I'm trying to decided on a database technology and schema design for keeping my own copy of an order book for GDAX, a cryptocurrency trading exchange.
The eventual goal is to use the order book data as data for some experimentation with machine learning.
GDAX provides a websocket stream of the order book data that provides an initial snapshot of the state of the order book. You subscribe to any currency pairs that you are interested in. In this case it's bitcoin/USD. The websocket provides you with a JSON object for each pair that you request. There are key/value pairs for each rate that the product pair is trading at and the quantity that's available at that rate.
{"product_id":"BTC-USD","type":"snapshot","bids":[["10853.3","0.00672786"],["10850.99","0.001"]]} I've stripped out most of the pairs for brevity. There's a second array in the snapshot for 'asks' meaning sale offers.

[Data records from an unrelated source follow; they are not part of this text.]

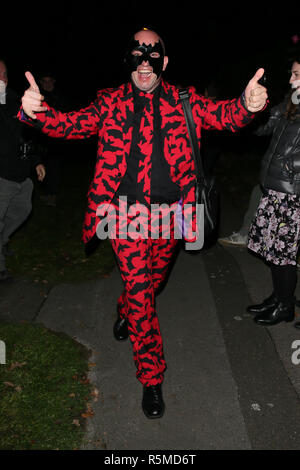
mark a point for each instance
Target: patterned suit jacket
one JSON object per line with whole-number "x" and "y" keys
{"x": 110, "y": 116}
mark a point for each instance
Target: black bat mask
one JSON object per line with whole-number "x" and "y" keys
{"x": 133, "y": 61}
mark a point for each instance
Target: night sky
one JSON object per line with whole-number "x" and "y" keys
{"x": 83, "y": 44}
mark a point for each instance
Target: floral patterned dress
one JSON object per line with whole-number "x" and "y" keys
{"x": 275, "y": 230}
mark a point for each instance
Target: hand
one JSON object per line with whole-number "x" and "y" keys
{"x": 32, "y": 99}
{"x": 41, "y": 172}
{"x": 255, "y": 94}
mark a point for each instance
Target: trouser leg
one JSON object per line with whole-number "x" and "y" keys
{"x": 8, "y": 191}
{"x": 136, "y": 259}
{"x": 18, "y": 210}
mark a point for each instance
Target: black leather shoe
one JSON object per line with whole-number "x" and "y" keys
{"x": 153, "y": 404}
{"x": 268, "y": 304}
{"x": 281, "y": 312}
{"x": 120, "y": 329}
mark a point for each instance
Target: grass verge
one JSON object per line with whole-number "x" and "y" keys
{"x": 44, "y": 389}
{"x": 48, "y": 247}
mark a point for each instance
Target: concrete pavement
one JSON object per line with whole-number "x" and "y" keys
{"x": 229, "y": 384}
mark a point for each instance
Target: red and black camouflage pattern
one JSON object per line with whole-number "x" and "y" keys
{"x": 143, "y": 260}
{"x": 110, "y": 116}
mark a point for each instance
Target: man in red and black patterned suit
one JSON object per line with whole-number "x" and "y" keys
{"x": 144, "y": 154}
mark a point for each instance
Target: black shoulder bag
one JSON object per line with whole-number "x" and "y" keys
{"x": 206, "y": 189}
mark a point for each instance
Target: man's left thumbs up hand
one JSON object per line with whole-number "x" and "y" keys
{"x": 255, "y": 94}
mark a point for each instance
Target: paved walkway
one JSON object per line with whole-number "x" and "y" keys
{"x": 229, "y": 384}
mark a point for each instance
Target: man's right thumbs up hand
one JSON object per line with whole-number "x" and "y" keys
{"x": 32, "y": 99}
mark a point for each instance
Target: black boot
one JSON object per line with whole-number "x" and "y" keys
{"x": 281, "y": 312}
{"x": 267, "y": 305}
{"x": 120, "y": 329}
{"x": 153, "y": 404}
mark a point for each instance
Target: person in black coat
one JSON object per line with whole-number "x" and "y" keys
{"x": 16, "y": 162}
{"x": 275, "y": 230}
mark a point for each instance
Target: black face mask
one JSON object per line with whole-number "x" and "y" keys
{"x": 133, "y": 61}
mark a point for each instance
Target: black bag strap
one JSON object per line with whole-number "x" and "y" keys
{"x": 184, "y": 96}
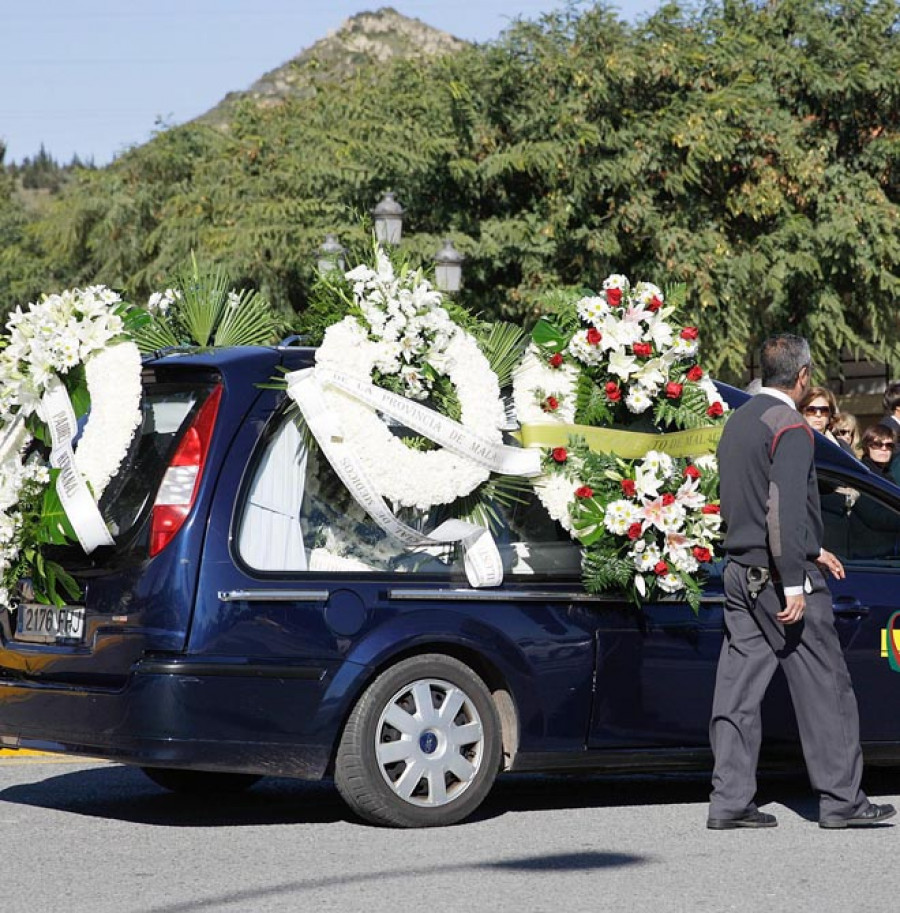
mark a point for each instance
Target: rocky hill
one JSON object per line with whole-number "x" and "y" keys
{"x": 363, "y": 39}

After that, it provides update objects with key value pairs for any updated bids or asks. They look like this:
{"type":"l2update","product_id":"BTC-USD","time":"2018-01-24T03:47:54.819Z","changes":[["sell","10818.58000000","0.4991"]]} In this example, the quantity available at 10818.58 has changed (it's not a delta, it's just the new value.)
Although, logically, I see the advantage in using a database that represents data in the same format that I want to interact with it in my applications (some sort of object), my practical experience is only with traditional SQL databases.
It seems like I should store the whole order book from the snapshot as a single object with nested objects for bids/asks(offers/sells) that each contain sub objects for each rate and then update it with the type"l2update" objects, but I gather that updating records in nested objects can get complicated.
I'd like to use a nosql database for the practice, but I don't want to waste a ton of time discovering that the technology is going to make this project more difficult.
Any thoughts on schema design or using mongodb for this data are greatly appreciated.
Tom